The years went by. The ambitions of youth were tested, cast off. Some in success, some in failure. The two men aged. One's hair turned snow white, the other's fell out, left him bald. One of them developed back problems, the other had a bout with skin cancer, a debt from the past. They both turned sixty.
And then, miles apart, they both woke up one morning and knew it was time to retire. Separately, they came to the same conclusion in the same month. Both of them realized it was time to walk away from the jobs that had kept each of them engaged and excited for 35 years, but now seemed routine. It was time to begin another chapter, the book nearing its conclusion.
One of them had heard about a research project in the badlands of Argentina -- a team of paleontologists searching for the planet's oldest dinosaur fossils. The work was sponsored by Earthwatch, a non-profit organization that enables lay people to join scientific expeditions as volunteers. This expedition was more primitive than most. Volunteers brought their own tents and sleeping bags, lived out in the desert, a desolate area known as the "Valley of the Moon." There was no electricity. No running water. No latrines. Just dinosaur fossils and occasional pit vipers.
His wife, a great traveler, showed no interest in going with him on such a trip:"Are you out of your mind?"
That kind of no-interest.
On a whim, the man called his friend of 55 years, talked about their upcoming retirement, told him about Earthwatch.
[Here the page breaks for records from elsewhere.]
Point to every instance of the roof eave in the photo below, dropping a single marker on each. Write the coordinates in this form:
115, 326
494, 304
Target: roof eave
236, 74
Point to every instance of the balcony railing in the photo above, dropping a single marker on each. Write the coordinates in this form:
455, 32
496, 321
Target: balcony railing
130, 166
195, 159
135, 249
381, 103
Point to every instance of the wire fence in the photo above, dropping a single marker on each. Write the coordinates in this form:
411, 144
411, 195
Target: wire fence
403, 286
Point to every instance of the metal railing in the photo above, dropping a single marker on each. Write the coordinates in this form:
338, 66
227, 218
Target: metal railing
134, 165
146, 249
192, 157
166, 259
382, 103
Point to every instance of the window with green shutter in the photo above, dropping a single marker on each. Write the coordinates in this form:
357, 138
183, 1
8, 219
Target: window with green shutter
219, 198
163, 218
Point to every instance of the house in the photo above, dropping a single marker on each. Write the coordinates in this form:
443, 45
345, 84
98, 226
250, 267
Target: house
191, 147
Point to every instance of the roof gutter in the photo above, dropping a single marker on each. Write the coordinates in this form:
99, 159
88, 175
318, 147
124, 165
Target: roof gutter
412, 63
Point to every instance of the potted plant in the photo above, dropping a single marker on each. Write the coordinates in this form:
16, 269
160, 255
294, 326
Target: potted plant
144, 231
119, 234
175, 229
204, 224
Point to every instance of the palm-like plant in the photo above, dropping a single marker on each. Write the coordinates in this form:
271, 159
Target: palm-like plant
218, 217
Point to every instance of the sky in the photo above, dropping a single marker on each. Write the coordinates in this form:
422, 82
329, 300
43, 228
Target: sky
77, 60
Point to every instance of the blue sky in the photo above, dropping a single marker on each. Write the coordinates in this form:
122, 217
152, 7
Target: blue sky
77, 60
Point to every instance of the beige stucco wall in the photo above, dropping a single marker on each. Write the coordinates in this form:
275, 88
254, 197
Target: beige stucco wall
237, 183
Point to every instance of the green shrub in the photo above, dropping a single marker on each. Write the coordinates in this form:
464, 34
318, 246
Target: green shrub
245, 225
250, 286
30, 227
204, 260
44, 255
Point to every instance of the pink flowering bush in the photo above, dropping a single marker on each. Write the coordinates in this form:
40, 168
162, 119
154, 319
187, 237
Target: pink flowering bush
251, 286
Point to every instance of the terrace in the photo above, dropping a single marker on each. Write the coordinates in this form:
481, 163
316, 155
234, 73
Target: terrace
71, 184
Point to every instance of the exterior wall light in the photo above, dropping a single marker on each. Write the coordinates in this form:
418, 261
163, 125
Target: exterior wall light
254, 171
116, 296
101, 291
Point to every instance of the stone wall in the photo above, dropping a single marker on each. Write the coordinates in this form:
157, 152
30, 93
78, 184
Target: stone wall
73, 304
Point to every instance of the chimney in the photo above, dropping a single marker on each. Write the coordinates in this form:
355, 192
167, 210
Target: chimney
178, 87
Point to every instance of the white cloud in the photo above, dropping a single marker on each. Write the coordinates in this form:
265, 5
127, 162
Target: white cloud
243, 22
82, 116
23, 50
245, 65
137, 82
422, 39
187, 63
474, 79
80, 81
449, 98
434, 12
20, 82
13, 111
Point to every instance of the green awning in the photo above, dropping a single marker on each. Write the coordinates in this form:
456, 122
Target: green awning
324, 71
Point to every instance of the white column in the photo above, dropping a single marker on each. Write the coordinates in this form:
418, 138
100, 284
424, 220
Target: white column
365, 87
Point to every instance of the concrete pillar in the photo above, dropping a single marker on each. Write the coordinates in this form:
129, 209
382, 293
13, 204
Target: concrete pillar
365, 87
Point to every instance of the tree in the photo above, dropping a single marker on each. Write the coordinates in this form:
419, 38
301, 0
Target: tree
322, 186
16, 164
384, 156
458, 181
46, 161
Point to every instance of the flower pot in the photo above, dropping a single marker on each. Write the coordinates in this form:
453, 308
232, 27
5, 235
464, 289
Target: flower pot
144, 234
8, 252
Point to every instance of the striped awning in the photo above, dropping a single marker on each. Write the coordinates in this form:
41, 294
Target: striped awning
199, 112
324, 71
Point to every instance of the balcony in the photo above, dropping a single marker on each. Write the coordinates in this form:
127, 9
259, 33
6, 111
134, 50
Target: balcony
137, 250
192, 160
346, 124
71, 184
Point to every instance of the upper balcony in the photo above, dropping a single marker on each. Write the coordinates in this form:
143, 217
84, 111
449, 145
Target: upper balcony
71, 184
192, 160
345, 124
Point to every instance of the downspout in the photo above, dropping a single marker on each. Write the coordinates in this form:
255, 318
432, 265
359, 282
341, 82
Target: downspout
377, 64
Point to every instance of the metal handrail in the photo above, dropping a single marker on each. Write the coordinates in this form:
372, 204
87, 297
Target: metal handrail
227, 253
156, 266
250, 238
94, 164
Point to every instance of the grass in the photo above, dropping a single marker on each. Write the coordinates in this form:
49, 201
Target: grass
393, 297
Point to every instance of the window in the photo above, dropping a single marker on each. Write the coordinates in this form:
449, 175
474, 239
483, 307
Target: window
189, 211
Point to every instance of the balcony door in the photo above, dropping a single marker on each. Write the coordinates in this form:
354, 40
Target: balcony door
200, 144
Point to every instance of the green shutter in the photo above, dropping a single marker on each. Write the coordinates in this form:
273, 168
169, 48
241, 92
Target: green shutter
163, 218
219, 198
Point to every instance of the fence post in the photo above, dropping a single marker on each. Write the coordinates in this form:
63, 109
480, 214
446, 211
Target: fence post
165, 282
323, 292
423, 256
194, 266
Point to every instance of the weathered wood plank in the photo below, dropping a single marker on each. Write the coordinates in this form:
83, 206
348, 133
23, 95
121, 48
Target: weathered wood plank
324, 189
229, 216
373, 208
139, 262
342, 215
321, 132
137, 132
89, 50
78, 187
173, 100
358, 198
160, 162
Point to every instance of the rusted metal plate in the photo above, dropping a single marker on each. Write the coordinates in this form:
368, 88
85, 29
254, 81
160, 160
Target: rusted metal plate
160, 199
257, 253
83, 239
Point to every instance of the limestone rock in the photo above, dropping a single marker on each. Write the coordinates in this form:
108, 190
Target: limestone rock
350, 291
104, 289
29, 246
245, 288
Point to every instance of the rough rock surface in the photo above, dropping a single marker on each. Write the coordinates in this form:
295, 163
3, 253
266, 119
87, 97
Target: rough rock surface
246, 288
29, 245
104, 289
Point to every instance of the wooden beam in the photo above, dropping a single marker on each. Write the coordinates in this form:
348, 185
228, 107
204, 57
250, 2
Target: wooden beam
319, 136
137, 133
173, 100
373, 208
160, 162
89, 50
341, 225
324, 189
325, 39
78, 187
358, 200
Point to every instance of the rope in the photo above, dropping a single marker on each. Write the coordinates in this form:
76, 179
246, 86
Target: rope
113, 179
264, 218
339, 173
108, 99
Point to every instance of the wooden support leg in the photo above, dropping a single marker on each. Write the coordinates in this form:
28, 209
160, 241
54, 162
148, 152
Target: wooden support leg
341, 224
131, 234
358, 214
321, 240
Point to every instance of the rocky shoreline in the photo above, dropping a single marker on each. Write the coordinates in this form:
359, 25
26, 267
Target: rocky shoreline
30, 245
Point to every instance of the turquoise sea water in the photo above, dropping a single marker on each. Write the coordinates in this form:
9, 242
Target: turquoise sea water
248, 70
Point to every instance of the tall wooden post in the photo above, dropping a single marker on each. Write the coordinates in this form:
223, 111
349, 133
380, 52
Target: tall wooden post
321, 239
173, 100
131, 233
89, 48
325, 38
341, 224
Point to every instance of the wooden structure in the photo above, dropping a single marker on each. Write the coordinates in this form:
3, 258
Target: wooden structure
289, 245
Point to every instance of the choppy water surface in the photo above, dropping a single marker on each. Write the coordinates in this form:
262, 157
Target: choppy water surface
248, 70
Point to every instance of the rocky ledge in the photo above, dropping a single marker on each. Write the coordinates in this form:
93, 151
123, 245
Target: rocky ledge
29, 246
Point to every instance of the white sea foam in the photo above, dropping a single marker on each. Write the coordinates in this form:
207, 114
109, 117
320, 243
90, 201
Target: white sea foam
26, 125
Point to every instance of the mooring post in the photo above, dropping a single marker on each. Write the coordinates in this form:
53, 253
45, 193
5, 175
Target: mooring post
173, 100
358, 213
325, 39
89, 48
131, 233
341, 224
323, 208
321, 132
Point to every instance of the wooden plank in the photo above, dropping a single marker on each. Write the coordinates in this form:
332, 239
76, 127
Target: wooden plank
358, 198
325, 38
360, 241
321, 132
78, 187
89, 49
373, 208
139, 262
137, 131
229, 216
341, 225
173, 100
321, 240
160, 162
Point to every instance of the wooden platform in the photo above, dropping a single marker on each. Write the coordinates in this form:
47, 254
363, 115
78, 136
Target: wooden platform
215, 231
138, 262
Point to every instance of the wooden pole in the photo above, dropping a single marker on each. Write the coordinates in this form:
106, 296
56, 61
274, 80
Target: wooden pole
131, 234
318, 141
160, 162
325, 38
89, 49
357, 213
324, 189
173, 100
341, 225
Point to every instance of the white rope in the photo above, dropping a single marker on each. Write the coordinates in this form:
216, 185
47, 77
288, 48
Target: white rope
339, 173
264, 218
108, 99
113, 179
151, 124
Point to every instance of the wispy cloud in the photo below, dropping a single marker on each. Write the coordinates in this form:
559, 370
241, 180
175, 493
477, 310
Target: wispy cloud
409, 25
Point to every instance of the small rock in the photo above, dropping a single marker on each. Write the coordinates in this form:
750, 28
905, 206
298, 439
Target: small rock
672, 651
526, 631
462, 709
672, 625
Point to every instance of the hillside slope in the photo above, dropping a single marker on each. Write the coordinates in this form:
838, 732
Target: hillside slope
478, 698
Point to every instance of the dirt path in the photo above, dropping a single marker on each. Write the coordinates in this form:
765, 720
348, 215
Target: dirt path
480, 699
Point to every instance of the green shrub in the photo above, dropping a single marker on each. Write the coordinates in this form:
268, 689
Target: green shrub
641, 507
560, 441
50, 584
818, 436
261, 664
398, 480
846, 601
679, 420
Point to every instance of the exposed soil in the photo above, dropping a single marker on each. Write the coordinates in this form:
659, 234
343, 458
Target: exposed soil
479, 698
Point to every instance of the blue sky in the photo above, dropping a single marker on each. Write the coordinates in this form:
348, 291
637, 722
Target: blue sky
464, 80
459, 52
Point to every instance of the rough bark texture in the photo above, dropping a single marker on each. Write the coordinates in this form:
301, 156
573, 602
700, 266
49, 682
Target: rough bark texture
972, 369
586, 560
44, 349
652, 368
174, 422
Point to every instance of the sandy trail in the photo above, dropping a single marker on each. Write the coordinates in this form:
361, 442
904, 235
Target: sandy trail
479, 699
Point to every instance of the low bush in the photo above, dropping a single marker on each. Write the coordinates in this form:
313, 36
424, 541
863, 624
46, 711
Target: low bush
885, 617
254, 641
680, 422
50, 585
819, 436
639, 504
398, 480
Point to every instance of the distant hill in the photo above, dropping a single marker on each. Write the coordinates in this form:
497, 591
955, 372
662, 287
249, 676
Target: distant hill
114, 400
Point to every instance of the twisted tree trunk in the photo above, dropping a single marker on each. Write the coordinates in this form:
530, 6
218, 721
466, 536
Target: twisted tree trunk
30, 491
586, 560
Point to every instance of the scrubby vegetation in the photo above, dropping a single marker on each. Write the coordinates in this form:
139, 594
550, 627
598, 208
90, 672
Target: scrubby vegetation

Would his friend have any desire to go with him on such a trip?
The answer was instantaneous, emphatic. A few months later, just retired, the two men were pitching a tent along a dry river bed at the foot of the Andes in northwest Argentina, pounding their tent stakes into the sandy soil with a large rock, the same way they had as teenagers traveling around the Gaspe Peninsula in Quebec.
Every day for the next two weeks, they hiked across the hardpack desert, searching for the fossilized remains of animals that had died there 240 million years earlier, dark purple bones in the white sand. They carried canteens of water and hunks of cheese in their knapsacks, just like the days they had hiked around the Grand Canyon. And in truth the rugged landscape was very similar in both places, timeless and forbidding.
At night, lying with their heads out of their tent, the two 61-year-old men looked up at the cold black sky, skimmed with stars, and recalled the time, at the age of eight, when they had found a peephole in the back wall of their local yacht club, a tiny opening that gave a commanding view of the ladies' locker room. The innocence and wonder of a first, prepubescent look at mature women changing into their bathing suits came flooding back. The years fell away, circles re-connected. The two old friends were boys again.
(Ed Note: Tim Leland recently retired as a vice president and assistant to the publisher of The Globe. He left the following week for Argentina with his childhood friend James Dean of South Berwick, Maine on an Earthwatch expedition, and wrote the above piece for the Globe's Op Ed Page upon his return.)